An amalgamation is a combination of two or more companies into a new entity. It means that when two or more two companies combine and a new entity is formed out of the resources of the both companies is known as amalgamation.


Accounting standard 14 deals with accounting for amalgamation and the treatment of the resulting goodwill or the reserves. It basically applies to  companies who want to amalgamate but some of its requirements are also applicable to financial statements of other companies.   It does not cater to the cases where acquisition takes place. Whenever any company goes for amalgamation it should follow the requirement as provided in AS-14.



In amalgamation in the nature of purchase, one company, the transferee company, purchases the business of the transferor company at a specified rate. In this the assets and liabilities of the transferor company are transferred to the transferee company on any condition. There are specified conditions which should be fulfilled if there is amalgamation in the nature of merger, but this not in the case of purchase method.

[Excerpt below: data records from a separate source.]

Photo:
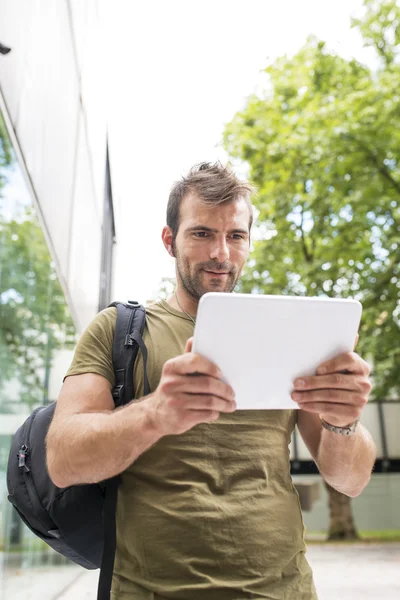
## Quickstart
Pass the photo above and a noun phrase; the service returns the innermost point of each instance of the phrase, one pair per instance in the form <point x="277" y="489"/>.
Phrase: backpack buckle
<point x="117" y="393"/>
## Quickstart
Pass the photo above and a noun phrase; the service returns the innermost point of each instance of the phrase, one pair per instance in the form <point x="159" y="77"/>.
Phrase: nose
<point x="219" y="250"/>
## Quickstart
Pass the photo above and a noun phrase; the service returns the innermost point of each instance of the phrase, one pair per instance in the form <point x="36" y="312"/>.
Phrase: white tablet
<point x="262" y="343"/>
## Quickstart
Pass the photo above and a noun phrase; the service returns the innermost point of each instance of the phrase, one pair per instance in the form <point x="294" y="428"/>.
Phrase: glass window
<point x="36" y="329"/>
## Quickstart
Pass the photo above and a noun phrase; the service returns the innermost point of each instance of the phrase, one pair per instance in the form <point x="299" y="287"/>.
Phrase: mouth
<point x="217" y="273"/>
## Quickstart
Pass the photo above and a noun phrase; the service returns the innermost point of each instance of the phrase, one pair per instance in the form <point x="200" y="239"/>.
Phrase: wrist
<point x="337" y="421"/>
<point x="152" y="421"/>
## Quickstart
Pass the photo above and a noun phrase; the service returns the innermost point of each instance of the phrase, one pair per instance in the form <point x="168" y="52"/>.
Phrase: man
<point x="206" y="509"/>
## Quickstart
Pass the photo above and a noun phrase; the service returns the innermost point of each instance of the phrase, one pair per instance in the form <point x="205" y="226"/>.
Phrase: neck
<point x="186" y="303"/>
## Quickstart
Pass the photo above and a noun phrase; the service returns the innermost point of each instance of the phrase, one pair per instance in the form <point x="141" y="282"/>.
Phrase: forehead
<point x="193" y="211"/>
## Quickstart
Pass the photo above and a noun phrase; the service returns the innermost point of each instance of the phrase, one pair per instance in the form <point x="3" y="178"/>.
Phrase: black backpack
<point x="77" y="521"/>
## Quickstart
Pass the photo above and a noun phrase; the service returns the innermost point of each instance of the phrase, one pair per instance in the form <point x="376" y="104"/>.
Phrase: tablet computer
<point x="262" y="343"/>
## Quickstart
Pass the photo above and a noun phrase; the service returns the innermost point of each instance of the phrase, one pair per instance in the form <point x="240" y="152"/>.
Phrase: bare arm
<point x="344" y="462"/>
<point x="89" y="441"/>
<point x="338" y="394"/>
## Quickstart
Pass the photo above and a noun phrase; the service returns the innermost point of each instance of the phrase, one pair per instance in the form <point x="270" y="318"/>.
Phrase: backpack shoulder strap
<point x="131" y="320"/>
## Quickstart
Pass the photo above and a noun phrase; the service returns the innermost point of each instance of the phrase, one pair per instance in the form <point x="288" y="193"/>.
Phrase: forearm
<point x="346" y="462"/>
<point x="91" y="447"/>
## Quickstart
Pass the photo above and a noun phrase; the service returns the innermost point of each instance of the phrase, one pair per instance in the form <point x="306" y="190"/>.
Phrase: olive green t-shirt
<point x="211" y="514"/>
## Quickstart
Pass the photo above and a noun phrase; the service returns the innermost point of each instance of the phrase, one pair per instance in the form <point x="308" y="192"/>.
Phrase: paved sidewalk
<point x="341" y="571"/>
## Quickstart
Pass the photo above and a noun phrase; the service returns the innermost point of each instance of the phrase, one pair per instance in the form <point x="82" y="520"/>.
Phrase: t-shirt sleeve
<point x="93" y="353"/>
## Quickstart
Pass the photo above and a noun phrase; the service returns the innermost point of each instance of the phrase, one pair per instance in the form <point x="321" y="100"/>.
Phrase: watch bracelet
<point x="347" y="430"/>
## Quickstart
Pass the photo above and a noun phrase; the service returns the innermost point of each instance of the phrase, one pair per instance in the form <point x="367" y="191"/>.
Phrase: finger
<point x="349" y="361"/>
<point x="202" y="402"/>
<point x="189" y="345"/>
<point x="192" y="363"/>
<point x="356" y="341"/>
<point x="204" y="416"/>
<point x="336" y="412"/>
<point x="329" y="397"/>
<point x="199" y="384"/>
<point x="342" y="381"/>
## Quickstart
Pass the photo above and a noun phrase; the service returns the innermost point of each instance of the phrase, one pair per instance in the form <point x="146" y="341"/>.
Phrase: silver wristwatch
<point x="348" y="430"/>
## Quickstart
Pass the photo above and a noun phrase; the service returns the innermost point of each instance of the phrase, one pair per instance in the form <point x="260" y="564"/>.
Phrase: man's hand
<point x="190" y="392"/>
<point x="338" y="392"/>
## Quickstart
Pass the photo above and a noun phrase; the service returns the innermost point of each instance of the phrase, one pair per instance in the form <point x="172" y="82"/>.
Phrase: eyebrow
<point x="211" y="230"/>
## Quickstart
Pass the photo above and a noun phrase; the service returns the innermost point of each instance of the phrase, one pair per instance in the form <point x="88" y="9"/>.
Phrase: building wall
<point x="54" y="93"/>
<point x="52" y="195"/>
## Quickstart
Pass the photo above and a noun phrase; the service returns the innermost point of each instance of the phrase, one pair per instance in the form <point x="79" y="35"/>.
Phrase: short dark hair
<point x="213" y="183"/>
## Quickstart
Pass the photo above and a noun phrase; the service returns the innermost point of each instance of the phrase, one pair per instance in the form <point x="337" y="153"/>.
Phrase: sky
<point x="178" y="71"/>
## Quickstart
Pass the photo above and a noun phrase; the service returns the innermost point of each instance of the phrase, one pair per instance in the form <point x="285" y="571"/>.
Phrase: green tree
<point x="322" y="144"/>
<point x="34" y="318"/>
<point x="323" y="148"/>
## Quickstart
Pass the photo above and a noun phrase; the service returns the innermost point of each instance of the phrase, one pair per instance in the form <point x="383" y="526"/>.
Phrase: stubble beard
<point x="192" y="284"/>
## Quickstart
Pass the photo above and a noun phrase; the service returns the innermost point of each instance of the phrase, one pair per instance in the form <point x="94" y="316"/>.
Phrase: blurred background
<point x="103" y="105"/>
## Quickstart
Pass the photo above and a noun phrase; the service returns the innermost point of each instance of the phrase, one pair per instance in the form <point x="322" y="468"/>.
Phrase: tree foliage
<point x="34" y="318"/>
<point x="322" y="144"/>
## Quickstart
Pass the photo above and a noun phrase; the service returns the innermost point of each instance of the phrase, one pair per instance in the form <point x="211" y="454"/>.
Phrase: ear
<point x="167" y="240"/>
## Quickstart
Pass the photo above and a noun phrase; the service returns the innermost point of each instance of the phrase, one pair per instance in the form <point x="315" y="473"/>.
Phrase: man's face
<point x="211" y="246"/>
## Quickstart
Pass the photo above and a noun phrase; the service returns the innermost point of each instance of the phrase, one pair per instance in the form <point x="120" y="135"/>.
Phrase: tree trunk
<point x="341" y="522"/>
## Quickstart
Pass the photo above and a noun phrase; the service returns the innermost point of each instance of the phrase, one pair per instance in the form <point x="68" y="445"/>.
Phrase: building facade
<point x="57" y="224"/>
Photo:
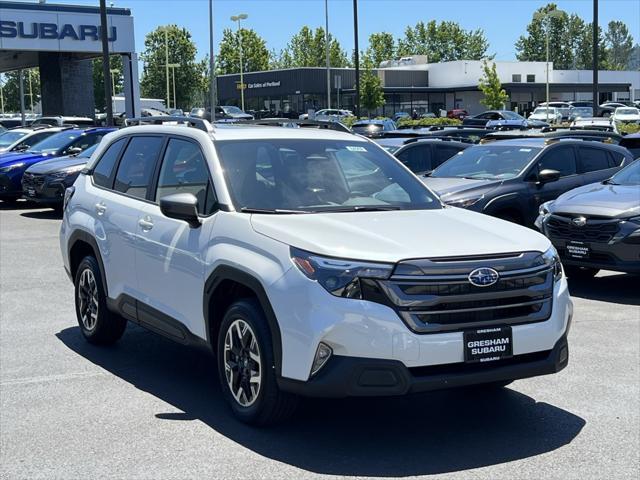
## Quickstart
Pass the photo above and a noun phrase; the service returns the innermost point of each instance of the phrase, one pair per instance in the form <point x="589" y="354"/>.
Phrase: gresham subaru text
<point x="312" y="262"/>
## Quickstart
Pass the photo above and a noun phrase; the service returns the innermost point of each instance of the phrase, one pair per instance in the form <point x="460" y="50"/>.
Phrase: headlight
<point x="11" y="167"/>
<point x="464" y="203"/>
<point x="552" y="259"/>
<point x="339" y="277"/>
<point x="68" y="171"/>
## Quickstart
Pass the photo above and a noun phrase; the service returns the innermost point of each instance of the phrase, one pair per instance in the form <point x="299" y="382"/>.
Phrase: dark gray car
<point x="510" y="179"/>
<point x="597" y="226"/>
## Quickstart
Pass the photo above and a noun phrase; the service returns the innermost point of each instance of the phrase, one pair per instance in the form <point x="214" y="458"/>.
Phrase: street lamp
<point x="542" y="16"/>
<point x="238" y="18"/>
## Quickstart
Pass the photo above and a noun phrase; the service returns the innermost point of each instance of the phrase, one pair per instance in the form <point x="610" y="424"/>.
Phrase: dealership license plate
<point x="578" y="250"/>
<point x="488" y="344"/>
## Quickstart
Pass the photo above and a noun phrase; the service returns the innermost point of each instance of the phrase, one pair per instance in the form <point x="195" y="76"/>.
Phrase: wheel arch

In amalgamation in the nature of merger one company merges into another company. If this particular method is to be followed, there are certain conditions which should be followed. These conditions are as follows-

·         All the assets and liabilities of the transferor company should become the assets of the transferee company, after  amalgamation.

·         Shareholders holding not less than 90% of the face value of the transferor company (other than equity shares already held before amalgamation)become equity shareholders of the transferee company by virtue of amalgamation.

·         The consideration for amalgamation receivable by those equity shareholders of the transferor company is discharged by the transferee company wholly by issue of equity share in the transferee company.

·         The business of both the transferee and transferor company should be the same.

·         The assets and liabilities that are transferring in the transferee company should be recorded at book value.


According to AS-14, purchase consideration is the aggregate of the shares and other securities issued and the payment made in the form of cash or other assets by the transferee company. Hence, the direct payment to the creditors of the transferor company is not included in the purchase consideration. The amount of purchase consideration depends on the value of its components.



Pooling of interest method of accounting is one in which the assets, liabilities and reserves are combined and shown at their historical value, as of the date of amalgamation. All the assets and liabilities of the companies undergoing merger are aggregated. The identity of the transferor company’s reserves is kept intact.


Purchase method is an accounting method, wherein the assets and liabilities of the transferor are shown at their market value in the books of the transferee company. In this only those assets and liabilities are recorded which are taken over by it. Surplus of deficit of purchase consideration over the net assets acquired, should be credited or debited ,as capital reserves or goodwill.